DPRD menyatakan siap membahas Raperda Kerjasama Daerah yang diusulkan Bupati. Proses akan berjalan sesuai mekanisme. Pembahasan akan dilakukan sesuai prosedur. Hubungan antara DPRD dan Pemerintah Kabupaten Pasuruan disebut selama ini berjalan baik.
Pernyataan tersebut tentu tidak salah.
Namun dari situlah pertanyaan publik muncul.
Mengapa DPRD begitu cepat merespons agenda yang datang dari eksekutif, tetapi nyaris tidak terdengar ketika masyarakat membutuhkan fungsi pengawasan terhadap eksekutif?
Dalam beberapa bulan terakhir, ruang publik Kabupaten Pasuruan dipenuhi berbagai polemik.

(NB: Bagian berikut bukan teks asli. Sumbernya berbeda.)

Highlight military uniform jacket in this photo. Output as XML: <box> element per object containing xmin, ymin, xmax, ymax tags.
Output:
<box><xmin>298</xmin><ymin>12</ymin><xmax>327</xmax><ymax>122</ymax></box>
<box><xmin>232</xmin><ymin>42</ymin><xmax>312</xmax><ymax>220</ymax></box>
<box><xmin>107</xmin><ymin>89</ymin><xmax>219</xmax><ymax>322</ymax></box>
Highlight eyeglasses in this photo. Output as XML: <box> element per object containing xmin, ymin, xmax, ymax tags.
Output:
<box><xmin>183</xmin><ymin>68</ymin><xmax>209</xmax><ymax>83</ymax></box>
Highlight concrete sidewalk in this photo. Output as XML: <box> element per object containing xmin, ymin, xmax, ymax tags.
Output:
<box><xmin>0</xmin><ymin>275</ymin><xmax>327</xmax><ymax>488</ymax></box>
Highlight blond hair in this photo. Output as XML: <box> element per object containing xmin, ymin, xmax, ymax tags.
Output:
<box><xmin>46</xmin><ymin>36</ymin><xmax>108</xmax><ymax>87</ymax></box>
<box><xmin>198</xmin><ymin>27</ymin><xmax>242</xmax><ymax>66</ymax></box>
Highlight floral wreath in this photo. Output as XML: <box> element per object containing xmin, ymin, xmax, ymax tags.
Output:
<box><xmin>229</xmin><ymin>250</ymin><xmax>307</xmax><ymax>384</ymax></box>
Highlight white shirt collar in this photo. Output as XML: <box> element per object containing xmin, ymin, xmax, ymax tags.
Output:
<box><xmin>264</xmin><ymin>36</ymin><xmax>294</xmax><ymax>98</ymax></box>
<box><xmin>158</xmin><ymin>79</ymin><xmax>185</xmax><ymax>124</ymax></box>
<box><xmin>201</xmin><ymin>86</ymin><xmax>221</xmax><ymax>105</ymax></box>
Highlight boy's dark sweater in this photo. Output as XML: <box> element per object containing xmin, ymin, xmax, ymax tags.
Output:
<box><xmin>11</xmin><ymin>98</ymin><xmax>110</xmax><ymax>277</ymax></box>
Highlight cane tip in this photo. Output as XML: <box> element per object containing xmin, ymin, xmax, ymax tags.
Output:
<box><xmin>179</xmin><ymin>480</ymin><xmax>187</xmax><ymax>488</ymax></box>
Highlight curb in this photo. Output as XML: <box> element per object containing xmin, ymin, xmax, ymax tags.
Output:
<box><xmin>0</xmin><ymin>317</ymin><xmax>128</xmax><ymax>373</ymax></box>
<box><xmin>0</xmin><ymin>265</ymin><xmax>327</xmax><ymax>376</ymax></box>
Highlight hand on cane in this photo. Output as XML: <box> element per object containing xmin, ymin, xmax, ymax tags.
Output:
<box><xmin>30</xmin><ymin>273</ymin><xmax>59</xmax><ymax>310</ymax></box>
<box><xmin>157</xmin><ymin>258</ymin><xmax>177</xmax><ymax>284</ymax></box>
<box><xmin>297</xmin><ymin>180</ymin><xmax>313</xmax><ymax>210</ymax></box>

Mulai dari mutasi puluhan pejabat yang memunculkan perdebatan mengenai sistem merit dan manajemen talenta, berbagai isu pengadaan barang dan jasa, hingga kebijakan-kebijakan daerah yang membutuhkan penjelasan terbuka kepada masyarakat.
Seluruh isu tersebut diketahui publik.
Pertanyaannya, apakah DPRD juga mengetahuinya?
Jika mengetahui, apa yang sudah dilakukan?
Apakah DPRD pernah meminta penjelasan secara terbuka?
Apakah DPRD pernah menyampaikan hasil pengawasannya kepada masyarakat?
Ataukah pengawasan memang tidak pernah dianggap sebagai prioritas utama?
Yang membuat masyarakat bertanya bukanlah karena DPRD membahas usulan Bupati.
Itu memang tugas DPRD.
Yang membuat masyarakat bertanya adalah mengapa kecepatan yang sama tidak terlihat ketika publik menunggu pengawasan.
Karena semakin lama DPRD tidak terlihat menjalankan fungsi pengawasan secara terbuka, semakin besar pula ruang bagi masyarakat untuk mempertanyakan keberpihakan lembaga tersebut.
Catatan untuk DPRD Kabupaten Pasuruan:
Dalam sistem pemerintahan daerah, DPRD adalah pengawas. Bupati adalah yang diawasi.
Rakyat tidak memilih DPRD untuk diam.
Rakyat menunggu fungsi itu dijalankan.